Graphics aside, the Xbox 360 is innovative in many ways, most of which are prevalent in the Xbox Live features and connectivity options. We did extensive testing on a retail version of the console as well as a debug unit and found it quite enjoyable with an extremely intuitive and attractive operating system. The features all worked as advertised and despite internet reports, we had no freezing or overheating problems with our test unit. Naturally, we also didnt test the reports of severe disc scratching as this only occurs if you turn the console upside down while a disc is spinning. Why anyone would do this in a real world situation is beyond us and we werent about to destroy a game to make sure it was a real concern.

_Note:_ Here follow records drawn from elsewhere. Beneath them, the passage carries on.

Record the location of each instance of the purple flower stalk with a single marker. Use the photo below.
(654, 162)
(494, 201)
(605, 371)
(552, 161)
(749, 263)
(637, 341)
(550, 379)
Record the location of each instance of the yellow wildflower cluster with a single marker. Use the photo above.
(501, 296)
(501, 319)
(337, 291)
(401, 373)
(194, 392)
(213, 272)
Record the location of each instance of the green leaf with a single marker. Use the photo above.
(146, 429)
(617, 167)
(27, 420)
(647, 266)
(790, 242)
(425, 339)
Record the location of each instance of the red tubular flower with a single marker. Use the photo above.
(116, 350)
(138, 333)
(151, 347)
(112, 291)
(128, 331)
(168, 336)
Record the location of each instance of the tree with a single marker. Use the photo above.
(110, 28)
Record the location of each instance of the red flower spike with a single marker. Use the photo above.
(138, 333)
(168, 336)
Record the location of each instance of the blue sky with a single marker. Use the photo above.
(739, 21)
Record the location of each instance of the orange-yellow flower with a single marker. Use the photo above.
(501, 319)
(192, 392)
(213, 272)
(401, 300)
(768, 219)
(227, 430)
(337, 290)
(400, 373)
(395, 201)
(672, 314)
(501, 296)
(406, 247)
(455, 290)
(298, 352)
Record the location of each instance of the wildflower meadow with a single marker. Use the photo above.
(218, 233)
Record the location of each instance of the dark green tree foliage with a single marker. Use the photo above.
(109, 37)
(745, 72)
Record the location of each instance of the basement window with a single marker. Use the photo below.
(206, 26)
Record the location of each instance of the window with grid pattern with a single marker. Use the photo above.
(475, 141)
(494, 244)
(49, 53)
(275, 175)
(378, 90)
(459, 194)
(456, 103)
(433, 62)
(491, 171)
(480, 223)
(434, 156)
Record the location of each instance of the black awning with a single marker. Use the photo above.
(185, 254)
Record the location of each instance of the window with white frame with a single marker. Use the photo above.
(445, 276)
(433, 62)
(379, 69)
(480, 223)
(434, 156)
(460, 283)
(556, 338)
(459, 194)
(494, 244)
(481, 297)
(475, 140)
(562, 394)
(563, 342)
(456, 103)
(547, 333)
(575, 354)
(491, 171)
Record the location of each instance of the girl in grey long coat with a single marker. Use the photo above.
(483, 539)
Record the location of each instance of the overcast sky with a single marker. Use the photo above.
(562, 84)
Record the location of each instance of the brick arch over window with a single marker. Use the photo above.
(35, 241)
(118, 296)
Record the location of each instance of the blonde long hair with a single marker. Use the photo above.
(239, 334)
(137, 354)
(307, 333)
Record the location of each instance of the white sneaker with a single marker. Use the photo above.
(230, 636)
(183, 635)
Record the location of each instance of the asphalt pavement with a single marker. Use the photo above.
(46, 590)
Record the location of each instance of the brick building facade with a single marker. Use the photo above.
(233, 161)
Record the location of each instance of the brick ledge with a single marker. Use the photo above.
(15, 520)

The Xbox 360 has moved away from the giant black box of the original Xbox. Now more sleek and sexy, the console is white with clean lines and a double concave chassis. The front of the console has the DVD drive and RF ports as well as connections for the memory cards and USB connectors, hidden behind a spring hinged compartment. The rear sports the power connection, the AV connector, an ethernet port and an additions USB port. The aesthetic is quite pleasing and far more appealing than the design of the Sony PlayStation 3 which seems to have gone in the opposite direction, making the console larger and bulkier.
To allow for a slender design, the Xbox power supply has now been externalised and is absolutely huge. The 360 requires 110 Watts of power to run and the power brick does tend to heat up quite a bit. It is significantly larger than most console power supplies but once its tucked away, it shouldn't pose any significant problem.
We are big fans of the new controller as we said in our review as it is the pinnacle of gaming design, incorporating the best elements of the original S-Type controller while also moving forward by making it more streamlined and completely wireless. Being wireless, the controller requires batteries but these are rated at about 40 hours of game play and don't tend to make the controller too heavy. The batteries come as standard and there is an accessory available which will charge the batteries via USB trickle charge while the controller is in use. There is also a wired version of the controller which also connects via USB and sports the same breakaway safety cable as the original Xbox. The memory card slots are a thing of the past as these are now handled on the console itself and the Xbox Live headset now connects via a simple jack to the front side of the controller.